Durante a extraordinária manifestação popular, a voz da Amazônia ecoou por ações reais
Opinião em Pauta, direto de Belém – A cidade de Belém foi palco neste sábado (15) de uma mobilização histórica. A Marcha Global pelo Clima, realizada paralelamente à COP30 e como parte da programação da Cúpula dos Povos, reuniu cerca de 60 mil pessoas — segundo estimativas da organização e do governo federal — em um vibrante protesto que exigiu compromissos climáticos imediatos e efetivos.
A multidão, composta por povos originários, quilombolas, ribeirinhos, movimentos sociais, ativistas ambientais, políticos e cidadãos de mais de 60 países, tomou as ruas da capital paraense.
A marcha, que percorreu cerca de 4,5 km desde o Mercado de São Brás até a Aldeia Cabana, carregou as seguintes mensagens centrais:
“COP da Verdade”
O termo foi a principal bandeira, clamando por compromissos reais e imediatos dos líderes globais no combate à crise climática, indo além das promessas formais.
Justiça Climática e Transição Energética Justa
Os manifestantes reforçaram a necessidade de que as ações climáticas considerem as populações mais vulneráveis e assegurem uma mudança energética que não sacrifique as comunidades tradicionais e os trabalhadores.
Contra a Exploração de Combustíveis Fósseis
Um dos momentos de maior simbolismo foi o “funeral dos combustíveis fósseis”, um ato de denúncia contra a continuidade da exploração que agrava o aquecimento global.

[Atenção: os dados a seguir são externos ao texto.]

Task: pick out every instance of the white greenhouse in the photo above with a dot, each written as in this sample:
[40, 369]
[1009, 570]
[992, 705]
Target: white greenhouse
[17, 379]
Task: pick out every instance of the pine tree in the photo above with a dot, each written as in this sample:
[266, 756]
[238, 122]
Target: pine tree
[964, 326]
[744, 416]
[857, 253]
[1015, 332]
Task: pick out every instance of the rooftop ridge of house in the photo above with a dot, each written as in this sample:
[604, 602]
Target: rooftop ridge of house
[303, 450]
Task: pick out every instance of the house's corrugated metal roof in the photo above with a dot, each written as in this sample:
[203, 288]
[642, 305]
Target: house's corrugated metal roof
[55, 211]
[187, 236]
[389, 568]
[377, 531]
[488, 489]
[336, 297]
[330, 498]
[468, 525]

Protagonismo da Amazônia e dos Povos
A mobilização buscou dar visibilidade às pautas socioambientais da região e a voz dos povos que vivem a emergência climática na linha de frente.
O evento contou com a participação de figuras políticas, como as ministras Marina Silva e Sônia Guajajara, além de artistas e ativistas de renome internacional.
Um Contraste de Zonas
A Marcha Global pelo Clima em Belém se consolidou como a grande manifestação popular da sociedade civil na Cúpula dos Povos, marcando um contraste com as negociações na Zona Azul da COP30. O protesto reforça que a solução para a crise climática passa, necessariamente, pela pressão popular e pelo respeito aos territórios e às comunidades que historicamente protegem o planeta.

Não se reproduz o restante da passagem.